31/01/2011

Clé de Sol.

Deux hommes, un avec un chapeau. L'autre sans.
L'homme au chapeau pleure. L'autre non.
L'homme avec le chapeau vit les maux de l'amour. L'autre non.
L'homme sans chapeau se fait planter une aiguille dans le doigt. Il se vide d'air. Et tombe.

Etre ou ne pas etre un homme avec un chapeau.





Merde!

16/01/2011

Y'a des cigales dans la fourmiliere...


Je vais amplifier sans le vouloir vraiment, cette nuit de notre non-rencontre. Parce que c'était beau de te voir errer dans la cuisine sans comprendre le sens de mes mots. C'était beau de te voir, prêt à t'effondrer par terre d'abus insouciants. Tu ne réalises plus le français. Je peux, j'aurais pu te le dire, je te déteste.
Mais ce n'était pas envisageable, il fallait que tu ne le saches pas, que je ne le veuille pas, pour pouvoir continuer tes caprices, et poursuivre tes allées-venues dans les étages de fumée.
Et vois-tu, j'en viens à ne pas regretter l'ordure personnifiée que j'ai pue être à tes côtés. C'était de ta faute, c'est toi qui a tué le sommeil ce jour-là, c'est toi qui m'a forcé à boire trop de cafés, c'est pour toi que je volais.
Et c'est toi qui as agrandis ton orgueil, c'est toi le lâche, toi le fautif, toi le baiseur.
Moi l'essoufflée, l'indolente apparente à l'idolâtrie immortelle.
Je vais amplifier sans le vouloir cette nuit dégueulasse, magnifique presque. Je vais m'en servir comme prétexte pour dépouiller le passé, et le vider de son charme excessif.

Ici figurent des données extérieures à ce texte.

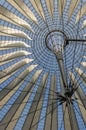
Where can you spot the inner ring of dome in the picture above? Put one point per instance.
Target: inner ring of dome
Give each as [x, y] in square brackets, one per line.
[55, 40]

Parce que je n'aime pas cette obsession avec le passé, qui semble à la mode.

Que parezca un accidente y no un crimen pasional.

13/01/2011

Reflexions Jean Charliennes.

Mais toi t'as l'air si fier, de crever dans le combat... Et toi t'as l'air si fiere, et toi t'as pas l'air comme ca.



Je prefere m'isoler pour pleurer plus courageusement l'absence de vos cris. L'aneantissement vaut d'etre vecu mais avec des legislation de plaisir pour mieux s'abstenir, pour mieux nous voir crever sur des danses de twist. La confiance est un vilain default. Et voyez vous, demain des l'heure du matin; je prendrais ma derniere bierre avec vous, deguise en alcool sophistique pour sortir des verres pleins de larmes de nos chuttes irremplacables. Ce sont des confusions issus d'hibernations possessives. Et je partirais. Sans toi. Sans tes influences apparentes, sans que ca saute. Et on tapera la route. Un "on" singulier, comme dans les publicites. Je prend tes jumelles pour vous voir depuis un autre univers, en ricannant dans mon coin que "tout va pour le mieux dans le meilleur des mondes".


“It's all right letting yourself go, as long as you can get yourself back.” (Mick jagger)


07/01/2011

"Oh tell me no, oh tell me no."

J'ai cette impression scandaleuse de faire les choses avant de les faire. Et je m'habitue aux bruits de la pluie (trop facilement).